Respected industry figure William Moore, one of this year’s judges, said: ”I think it was the toughest job ever entered.”

Some of the unique challenges included having the closest building a mere 8m away. The fact that the Bank of Lisbon building was fire-damaged posed a greater risk.

Jet Demolition co-founder Liz Brinkmann said for them it was about more than just winning.

“It does not get better than this as far as industry recognition goes. But it is not only about recognition. What makes Jet Demolition so special is how our team inspires each other to be their very best. It is a reminder yet again that we as South Africans can achieve amazing things when we all stand together. We need to remember that and continue to be motivated by it, especially during these difficult times,” she said.

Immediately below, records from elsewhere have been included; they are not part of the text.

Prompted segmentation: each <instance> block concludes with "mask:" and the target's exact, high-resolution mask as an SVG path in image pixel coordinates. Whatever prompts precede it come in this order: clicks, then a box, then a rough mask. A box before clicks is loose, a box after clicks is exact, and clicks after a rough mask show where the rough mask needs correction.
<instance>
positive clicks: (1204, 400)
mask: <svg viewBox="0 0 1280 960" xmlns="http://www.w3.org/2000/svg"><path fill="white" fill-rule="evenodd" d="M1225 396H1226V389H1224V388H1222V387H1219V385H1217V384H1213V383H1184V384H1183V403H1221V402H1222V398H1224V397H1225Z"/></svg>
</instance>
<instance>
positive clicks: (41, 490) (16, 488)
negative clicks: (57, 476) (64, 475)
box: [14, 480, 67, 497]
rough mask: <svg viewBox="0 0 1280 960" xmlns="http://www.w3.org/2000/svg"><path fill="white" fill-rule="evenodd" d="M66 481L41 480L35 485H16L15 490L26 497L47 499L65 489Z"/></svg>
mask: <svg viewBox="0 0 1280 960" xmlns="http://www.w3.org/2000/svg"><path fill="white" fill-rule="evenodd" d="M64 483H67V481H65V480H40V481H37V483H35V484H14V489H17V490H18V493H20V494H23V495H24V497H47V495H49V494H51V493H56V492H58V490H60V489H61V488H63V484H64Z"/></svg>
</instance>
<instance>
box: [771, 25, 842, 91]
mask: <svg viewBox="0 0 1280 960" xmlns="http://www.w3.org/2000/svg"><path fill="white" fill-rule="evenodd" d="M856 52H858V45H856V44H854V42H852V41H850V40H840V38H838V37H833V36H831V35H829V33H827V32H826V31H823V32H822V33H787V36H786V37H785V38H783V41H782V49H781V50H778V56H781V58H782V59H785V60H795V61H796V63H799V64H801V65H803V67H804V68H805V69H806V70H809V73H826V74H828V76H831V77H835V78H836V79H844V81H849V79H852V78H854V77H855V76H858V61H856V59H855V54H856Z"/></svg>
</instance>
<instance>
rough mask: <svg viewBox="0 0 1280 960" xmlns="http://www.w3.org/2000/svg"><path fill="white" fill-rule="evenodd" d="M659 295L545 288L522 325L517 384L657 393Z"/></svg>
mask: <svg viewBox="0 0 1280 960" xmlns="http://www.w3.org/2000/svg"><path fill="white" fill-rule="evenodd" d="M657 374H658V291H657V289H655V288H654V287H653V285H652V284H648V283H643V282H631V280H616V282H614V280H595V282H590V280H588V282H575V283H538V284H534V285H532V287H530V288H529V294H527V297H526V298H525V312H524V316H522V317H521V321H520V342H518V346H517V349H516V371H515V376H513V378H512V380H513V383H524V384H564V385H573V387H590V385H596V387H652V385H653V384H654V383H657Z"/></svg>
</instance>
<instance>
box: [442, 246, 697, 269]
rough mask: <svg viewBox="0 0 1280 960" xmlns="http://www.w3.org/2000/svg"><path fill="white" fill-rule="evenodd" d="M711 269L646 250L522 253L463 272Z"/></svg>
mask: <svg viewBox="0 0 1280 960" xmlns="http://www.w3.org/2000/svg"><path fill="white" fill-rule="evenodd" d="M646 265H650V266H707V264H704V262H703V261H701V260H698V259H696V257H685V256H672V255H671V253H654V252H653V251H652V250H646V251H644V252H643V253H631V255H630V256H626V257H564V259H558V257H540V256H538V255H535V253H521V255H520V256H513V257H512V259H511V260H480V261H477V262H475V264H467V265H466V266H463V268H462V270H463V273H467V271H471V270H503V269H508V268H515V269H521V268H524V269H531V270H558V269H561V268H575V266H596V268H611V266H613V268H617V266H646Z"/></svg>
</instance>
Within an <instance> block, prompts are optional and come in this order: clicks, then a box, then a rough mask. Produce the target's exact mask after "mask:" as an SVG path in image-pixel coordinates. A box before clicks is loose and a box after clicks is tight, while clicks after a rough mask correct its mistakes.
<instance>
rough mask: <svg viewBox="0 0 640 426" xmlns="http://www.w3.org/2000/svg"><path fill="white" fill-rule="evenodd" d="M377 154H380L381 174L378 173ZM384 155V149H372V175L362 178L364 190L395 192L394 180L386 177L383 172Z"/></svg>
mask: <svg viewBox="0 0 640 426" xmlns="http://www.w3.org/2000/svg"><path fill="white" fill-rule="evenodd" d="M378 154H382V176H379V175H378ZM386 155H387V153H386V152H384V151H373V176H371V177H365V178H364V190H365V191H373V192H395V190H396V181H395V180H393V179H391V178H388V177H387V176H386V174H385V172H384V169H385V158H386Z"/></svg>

Jet Demolition contracts manager Kate Bester said some buildings could be toppled in just one day while others, especially those in residential areas, could take up to months to be reduced to a heap of rubble.

“Our primary point of departure will always include a comprehensive risk assessment. The findings of the risk assessment will then guide appropriate risk responses in order to eliminate and mitigate the risks as best as possible,” she said.

And for those who have always wanted to know what it takes to bring down a skyscraper, Bester said the demolition activities are loosely grouped into four main categories – abatements of hazardous materials and preparatory works, selective conventional demolition, mechanical demolition and explosive demolition. But as they say on TV, don’t try this at home.